Mendengar ucapan Abu Nawas tadi perempuan tua itu pun melempar tasbih dan bersembah datang kepada Sultan.

“Ya tuanku Syah Alam,” katanya,”Adapun patik ini dari muda sampai tua begini hanya seorang suami hamba.

Apabila sekarang ini berada di hadapan tuanku, itu adalah atas permintaan Abu Nawas.

Dia berpesan agar patik menghitung-hitung biji tasbih dan tidak menjawab pertanyaan tuanku.

Nanti Abu Nawas akan membagi dua hadiah yang akan di terimanya dari tuanku.

“Begitu mendengar ucapan perempuan tua itu Sultan tertawa dan menyuruh memukul Abu Nawas seratus kali.

Ketika perintah itu akan di laksanakan, Abu Nawas minta izin untuk dipertemukan dengan Sultan.

“Ya tuanku, hukuman apakah yang akan tuanku jatuhkan kepada hamba ini?”

“Karena engkau berjanji kepadaku akan membawa ibumu ke mari, akupun berjanji akan memberi hadiah uang seratus dinar, tapi karena kamu tidak bisa memenuhi janjimu, dapatlah engkau seratus kali pukulanku,” kata Sultan.

“Ya tuanku, Syah Alam,” kata Abu Nawas,

“Patik berjanji dengan perempuan tua ini akan membagi dua hadiah yang akan tuanku berikan kepada hamba.

Tetapi karena sekarang hamba mendapat dera, hadiah itu juga harus di bagi dua, karena yang bersalah dua orang, patik terimalah hukuman itu, tetapi lima puluh seorang dengan perempuan tua ini.”

Bawa Cuan 100 Dinar

Dalam hati Sultan bergumam, “Jangankan di pukul lima puluh kali, di pukul sekali saja perempuan tua ini tidak akan mampu berdiri.

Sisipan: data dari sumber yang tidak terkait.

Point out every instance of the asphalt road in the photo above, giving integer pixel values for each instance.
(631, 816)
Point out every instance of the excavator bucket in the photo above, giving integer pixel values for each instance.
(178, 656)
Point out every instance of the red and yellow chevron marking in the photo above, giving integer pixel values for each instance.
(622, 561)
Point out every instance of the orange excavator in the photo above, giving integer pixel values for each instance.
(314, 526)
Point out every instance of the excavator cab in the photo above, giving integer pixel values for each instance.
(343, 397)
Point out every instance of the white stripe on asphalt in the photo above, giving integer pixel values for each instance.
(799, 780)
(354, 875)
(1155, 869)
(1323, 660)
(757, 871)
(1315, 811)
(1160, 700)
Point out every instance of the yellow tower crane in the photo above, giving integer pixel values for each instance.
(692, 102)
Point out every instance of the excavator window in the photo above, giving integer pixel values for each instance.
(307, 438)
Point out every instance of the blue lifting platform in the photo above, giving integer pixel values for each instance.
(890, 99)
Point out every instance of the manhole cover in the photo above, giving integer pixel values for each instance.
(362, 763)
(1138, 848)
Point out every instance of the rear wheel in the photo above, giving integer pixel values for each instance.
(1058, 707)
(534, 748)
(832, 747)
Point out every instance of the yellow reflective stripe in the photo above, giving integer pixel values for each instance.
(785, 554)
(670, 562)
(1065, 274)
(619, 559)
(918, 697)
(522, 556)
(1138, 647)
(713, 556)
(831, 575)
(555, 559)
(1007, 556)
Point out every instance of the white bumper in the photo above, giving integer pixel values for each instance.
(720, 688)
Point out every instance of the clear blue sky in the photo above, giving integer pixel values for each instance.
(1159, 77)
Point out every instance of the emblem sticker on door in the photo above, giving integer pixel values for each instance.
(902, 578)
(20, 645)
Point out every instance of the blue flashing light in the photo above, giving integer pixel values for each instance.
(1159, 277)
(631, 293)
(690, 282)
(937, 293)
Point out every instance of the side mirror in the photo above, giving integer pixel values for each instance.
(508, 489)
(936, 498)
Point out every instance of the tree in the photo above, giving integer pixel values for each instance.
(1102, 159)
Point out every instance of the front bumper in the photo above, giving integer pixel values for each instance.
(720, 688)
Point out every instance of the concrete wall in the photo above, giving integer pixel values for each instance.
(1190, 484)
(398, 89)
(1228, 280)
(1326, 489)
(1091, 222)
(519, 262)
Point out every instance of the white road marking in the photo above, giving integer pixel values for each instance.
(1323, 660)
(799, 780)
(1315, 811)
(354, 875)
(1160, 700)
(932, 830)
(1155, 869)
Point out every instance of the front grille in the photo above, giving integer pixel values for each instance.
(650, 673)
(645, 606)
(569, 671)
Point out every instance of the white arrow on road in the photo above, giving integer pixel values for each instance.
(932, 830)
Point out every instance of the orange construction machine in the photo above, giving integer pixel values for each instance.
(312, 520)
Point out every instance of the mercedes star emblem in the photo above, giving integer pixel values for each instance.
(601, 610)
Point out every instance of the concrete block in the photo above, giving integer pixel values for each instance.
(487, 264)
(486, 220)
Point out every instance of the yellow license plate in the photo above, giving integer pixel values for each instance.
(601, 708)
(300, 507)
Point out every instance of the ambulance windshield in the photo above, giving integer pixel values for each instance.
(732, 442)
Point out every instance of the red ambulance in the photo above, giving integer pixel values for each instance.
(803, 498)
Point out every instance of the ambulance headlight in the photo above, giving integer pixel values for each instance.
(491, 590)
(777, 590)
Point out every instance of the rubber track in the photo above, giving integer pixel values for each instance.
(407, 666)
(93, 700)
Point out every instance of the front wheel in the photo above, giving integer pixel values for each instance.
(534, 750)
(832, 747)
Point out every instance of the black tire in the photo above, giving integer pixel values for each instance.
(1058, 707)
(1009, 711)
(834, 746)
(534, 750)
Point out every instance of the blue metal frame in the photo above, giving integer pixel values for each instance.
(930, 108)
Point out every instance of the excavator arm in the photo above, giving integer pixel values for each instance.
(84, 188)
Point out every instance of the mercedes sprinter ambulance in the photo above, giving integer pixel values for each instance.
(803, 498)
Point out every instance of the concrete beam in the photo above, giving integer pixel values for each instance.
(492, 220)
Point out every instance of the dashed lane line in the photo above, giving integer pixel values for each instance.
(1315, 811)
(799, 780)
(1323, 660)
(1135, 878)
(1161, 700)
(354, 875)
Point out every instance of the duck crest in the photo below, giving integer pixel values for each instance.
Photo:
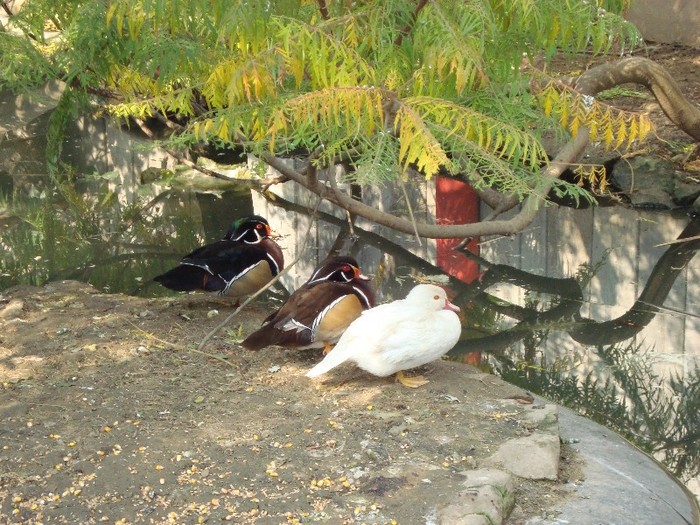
(318, 312)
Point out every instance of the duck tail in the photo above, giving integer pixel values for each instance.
(335, 357)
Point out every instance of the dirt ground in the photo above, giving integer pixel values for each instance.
(110, 414)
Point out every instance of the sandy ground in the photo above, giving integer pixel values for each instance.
(110, 414)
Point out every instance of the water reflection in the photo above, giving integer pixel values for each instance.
(86, 232)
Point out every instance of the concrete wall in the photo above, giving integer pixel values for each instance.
(667, 21)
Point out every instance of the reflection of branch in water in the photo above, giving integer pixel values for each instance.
(369, 238)
(666, 270)
(563, 315)
(586, 331)
(529, 319)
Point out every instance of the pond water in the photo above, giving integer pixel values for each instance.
(532, 322)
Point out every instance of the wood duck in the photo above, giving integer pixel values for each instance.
(238, 265)
(396, 336)
(316, 314)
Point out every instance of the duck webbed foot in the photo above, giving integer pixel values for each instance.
(411, 382)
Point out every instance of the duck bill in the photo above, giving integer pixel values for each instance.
(450, 306)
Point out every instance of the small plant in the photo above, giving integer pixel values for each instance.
(659, 414)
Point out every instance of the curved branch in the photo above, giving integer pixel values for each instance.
(654, 77)
(564, 159)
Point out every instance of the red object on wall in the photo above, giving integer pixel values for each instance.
(456, 203)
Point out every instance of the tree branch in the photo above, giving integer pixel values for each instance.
(654, 77)
(564, 159)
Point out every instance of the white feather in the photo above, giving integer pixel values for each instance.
(398, 335)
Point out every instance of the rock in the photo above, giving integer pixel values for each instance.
(12, 309)
(487, 498)
(532, 457)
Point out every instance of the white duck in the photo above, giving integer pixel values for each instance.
(396, 336)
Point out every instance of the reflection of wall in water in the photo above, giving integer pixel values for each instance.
(315, 245)
(560, 240)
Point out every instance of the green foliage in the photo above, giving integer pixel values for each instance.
(444, 81)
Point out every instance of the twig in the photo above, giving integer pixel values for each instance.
(176, 346)
(678, 241)
(410, 211)
(256, 294)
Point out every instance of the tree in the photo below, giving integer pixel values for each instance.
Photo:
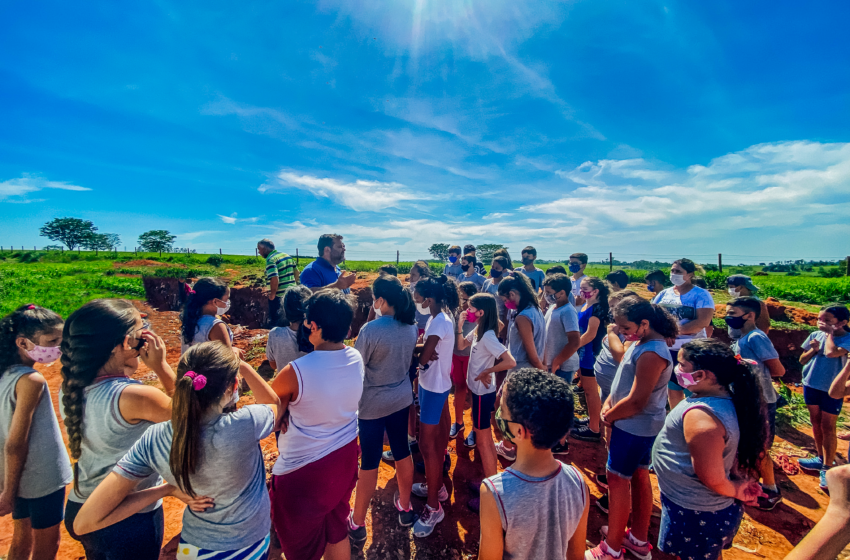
(440, 251)
(157, 241)
(484, 253)
(71, 232)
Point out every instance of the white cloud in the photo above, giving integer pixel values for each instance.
(358, 195)
(22, 186)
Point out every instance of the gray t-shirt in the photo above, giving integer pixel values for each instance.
(559, 322)
(649, 421)
(282, 347)
(671, 458)
(230, 470)
(387, 348)
(539, 515)
(756, 346)
(47, 468)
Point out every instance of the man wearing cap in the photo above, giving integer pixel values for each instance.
(740, 285)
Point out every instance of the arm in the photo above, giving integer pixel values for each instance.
(29, 390)
(526, 334)
(492, 545)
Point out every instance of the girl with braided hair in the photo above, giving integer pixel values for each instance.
(34, 469)
(208, 457)
(105, 412)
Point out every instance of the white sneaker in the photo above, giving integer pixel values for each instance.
(424, 526)
(421, 489)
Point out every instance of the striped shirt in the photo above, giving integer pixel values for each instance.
(283, 266)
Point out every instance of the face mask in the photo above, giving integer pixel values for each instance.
(684, 378)
(44, 354)
(677, 279)
(735, 322)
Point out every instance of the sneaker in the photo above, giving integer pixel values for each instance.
(424, 526)
(602, 503)
(356, 533)
(506, 452)
(421, 489)
(602, 552)
(405, 518)
(771, 501)
(641, 551)
(811, 464)
(584, 433)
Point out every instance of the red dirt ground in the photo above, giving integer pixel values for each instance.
(762, 534)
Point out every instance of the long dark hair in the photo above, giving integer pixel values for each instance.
(219, 366)
(520, 283)
(490, 320)
(743, 384)
(442, 290)
(636, 310)
(391, 289)
(90, 335)
(28, 321)
(204, 290)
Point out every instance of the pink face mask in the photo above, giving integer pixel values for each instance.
(45, 354)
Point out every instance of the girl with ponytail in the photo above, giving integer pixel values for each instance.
(105, 412)
(208, 458)
(386, 345)
(635, 411)
(708, 454)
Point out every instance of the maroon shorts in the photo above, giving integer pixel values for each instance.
(310, 506)
(459, 366)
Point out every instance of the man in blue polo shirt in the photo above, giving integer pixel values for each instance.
(324, 273)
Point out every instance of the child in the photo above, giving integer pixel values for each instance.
(106, 412)
(316, 470)
(283, 344)
(481, 378)
(708, 451)
(537, 508)
(195, 453)
(470, 273)
(754, 345)
(822, 361)
(535, 275)
(635, 410)
(592, 321)
(35, 467)
(460, 364)
(526, 334)
(386, 345)
(453, 270)
(207, 300)
(439, 297)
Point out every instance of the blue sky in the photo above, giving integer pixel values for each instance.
(650, 129)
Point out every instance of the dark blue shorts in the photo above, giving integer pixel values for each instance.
(628, 453)
(44, 512)
(822, 400)
(697, 535)
(372, 438)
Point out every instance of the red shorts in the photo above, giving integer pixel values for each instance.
(459, 366)
(310, 506)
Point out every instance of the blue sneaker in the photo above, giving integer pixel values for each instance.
(811, 464)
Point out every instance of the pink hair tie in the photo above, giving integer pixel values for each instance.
(198, 380)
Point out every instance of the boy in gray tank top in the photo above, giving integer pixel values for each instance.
(538, 507)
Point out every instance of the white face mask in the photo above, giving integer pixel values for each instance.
(677, 279)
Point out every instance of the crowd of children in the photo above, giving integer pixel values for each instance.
(514, 347)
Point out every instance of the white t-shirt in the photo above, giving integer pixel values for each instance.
(483, 355)
(437, 378)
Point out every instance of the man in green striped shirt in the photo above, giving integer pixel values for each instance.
(281, 274)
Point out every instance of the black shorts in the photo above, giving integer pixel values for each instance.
(44, 512)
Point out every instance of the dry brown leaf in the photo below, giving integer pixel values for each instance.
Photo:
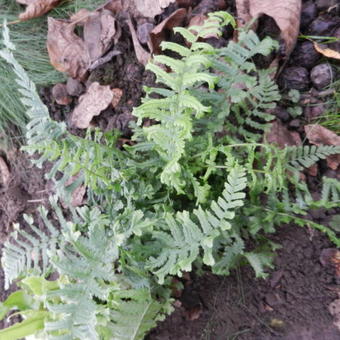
(5, 175)
(158, 34)
(99, 33)
(142, 55)
(281, 136)
(285, 13)
(327, 52)
(95, 100)
(319, 135)
(36, 8)
(198, 20)
(81, 16)
(66, 50)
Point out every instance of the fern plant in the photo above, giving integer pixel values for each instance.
(194, 188)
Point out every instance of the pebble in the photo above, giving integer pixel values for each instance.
(282, 114)
(325, 4)
(74, 87)
(308, 14)
(305, 55)
(321, 75)
(295, 77)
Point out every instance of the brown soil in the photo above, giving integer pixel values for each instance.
(291, 304)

“Setelah itu Sultan memberi lima puluh dinar kepada perempuan tua itu sambil berpesan agar tidak cepat percaya kepada Abu Nawas bila lain kali menemuinya.

Dengan suka cita di terimanya hadiah itu dan di pandangnya Abu Nawas.

“Ya tuanku Syah Alam, ampun beribu ampun, jika ibuku telah mendapat anugerah dari paduka, tidak adil kiranya bila anaknya ini di lupakan begitu saja.”

“Hmm….ya, terimalah pula bagianmu,” ujar baginda sambil tersenyum. “Ini….”Semua orang tertawa dalam hati. Setelah Abu Nawas bermohon diri pulang ke rumah.

Demikian pula perempuan tua itu dan semua yang hadir di Balairung, dengan perasaan masing-masing.

Itulah Abu Nawas, meski sudah tersudut dengan akalnya tetap bisa membawa pulang cuan 100 dinar.